* Xennet half die---netfront TX queue was stopped.
@ 2012-10-31 3:47 Yi, Shunli
2012-10-31 9:12 ` Ian Campbell
0 siblings, 1 reply; 5+ messages in thread
From: Yi, Shunli @ 2012-10-31 3:47 UTC (permalink / raw)
To: xen-devel@lists.xensource.com
[-- Attachment #1.1: Type: text/plain, Size: 2290 bytes --]
Hi,
I encountered a strange issue, the xennet interface in DomU stopped sending out anything in some rare cases.
I got chance to get more information on one reproduce, here are some findings.
The netfront driver check there isn't available TX slot any more, and it stopped the TX queue.

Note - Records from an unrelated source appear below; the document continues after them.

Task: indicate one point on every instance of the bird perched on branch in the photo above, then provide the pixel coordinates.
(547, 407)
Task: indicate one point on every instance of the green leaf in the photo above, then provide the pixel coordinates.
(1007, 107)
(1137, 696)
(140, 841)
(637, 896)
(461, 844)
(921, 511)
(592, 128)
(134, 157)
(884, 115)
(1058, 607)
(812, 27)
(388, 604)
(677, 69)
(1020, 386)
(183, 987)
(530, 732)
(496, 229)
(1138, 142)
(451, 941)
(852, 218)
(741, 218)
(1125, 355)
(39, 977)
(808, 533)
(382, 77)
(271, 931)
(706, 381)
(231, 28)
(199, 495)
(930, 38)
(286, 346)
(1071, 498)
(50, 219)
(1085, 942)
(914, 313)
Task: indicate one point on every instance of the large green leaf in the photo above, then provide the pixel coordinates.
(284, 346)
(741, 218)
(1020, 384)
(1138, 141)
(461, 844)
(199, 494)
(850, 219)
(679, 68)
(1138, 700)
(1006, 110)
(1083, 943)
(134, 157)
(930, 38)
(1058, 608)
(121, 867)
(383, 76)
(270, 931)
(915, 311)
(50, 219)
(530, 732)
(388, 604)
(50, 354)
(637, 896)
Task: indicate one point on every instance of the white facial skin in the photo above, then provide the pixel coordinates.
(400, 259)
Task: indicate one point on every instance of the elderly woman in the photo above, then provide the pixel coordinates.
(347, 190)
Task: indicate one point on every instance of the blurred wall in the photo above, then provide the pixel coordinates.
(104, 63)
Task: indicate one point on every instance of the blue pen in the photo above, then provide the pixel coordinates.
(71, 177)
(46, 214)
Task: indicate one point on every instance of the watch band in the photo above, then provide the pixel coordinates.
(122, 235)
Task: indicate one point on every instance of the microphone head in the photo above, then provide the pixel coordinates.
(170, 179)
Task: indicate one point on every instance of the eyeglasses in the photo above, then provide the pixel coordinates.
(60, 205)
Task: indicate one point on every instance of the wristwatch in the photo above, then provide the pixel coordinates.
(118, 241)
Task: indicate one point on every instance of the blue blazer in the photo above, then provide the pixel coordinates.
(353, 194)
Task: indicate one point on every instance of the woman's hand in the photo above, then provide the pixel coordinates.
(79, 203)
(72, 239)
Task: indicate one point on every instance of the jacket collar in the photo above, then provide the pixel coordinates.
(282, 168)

static inline int netfront_tx_slot_available(struct netfront_info *np)
{
return ((np->tx.req_prod_pvt - np->tx.rsp_cons) <
(TX_MAX_TARGET - MAX_SKB_FRAGS - 2));
}
Here is some runtime debugging information after that issue occurred:
[3833225.489956] tx.req_prod_pvt=0x210daaa tx.rsp_cons=0x210d9be
[3833225.489958] TX_MAX_TARGET = 0x100, MAX_SKB_FRAGS = 0x12 dev->state=0x7
[3833225.489961] np->tx.sring->rsp_prod = 0x210d9be np->tx.sring->req_prod=0x210daaa
[3833225.489964] np->tx.sring->req_event=0x210d9bf np->tx.sring->rsp_event=0x210da35
The "dev->state" of xennet interface in DomU:
[3833225.489968] __LINK_STATE_XOFF: yes
[3833225.489970] __LINK_STATE_START: yes
[3833225.489971] __LINK_STATE_PRESENT: yes
[3833225.489973] __LINK_STATE_SCHED: no
[3833225.489975] __LINK_STATE_NOCARRIER: no
[3833225.489976] __LINK_STATE_RX_SCHED: no
[3833225.489978] __LINK_STATE_LINKWATCH_PENDING: no
[3833225.489979] __LINK_STATE_DORMANT: no
[3833225.489981] __LINK_STATE_QDISC_RUNNING: no
Due to tx.rsp_cons == np->tx.sring->rsp_prod == 0x210d9be, the network_tx_buf_gc() will do nothing.
The problem is, the TX queue will never been enable any more.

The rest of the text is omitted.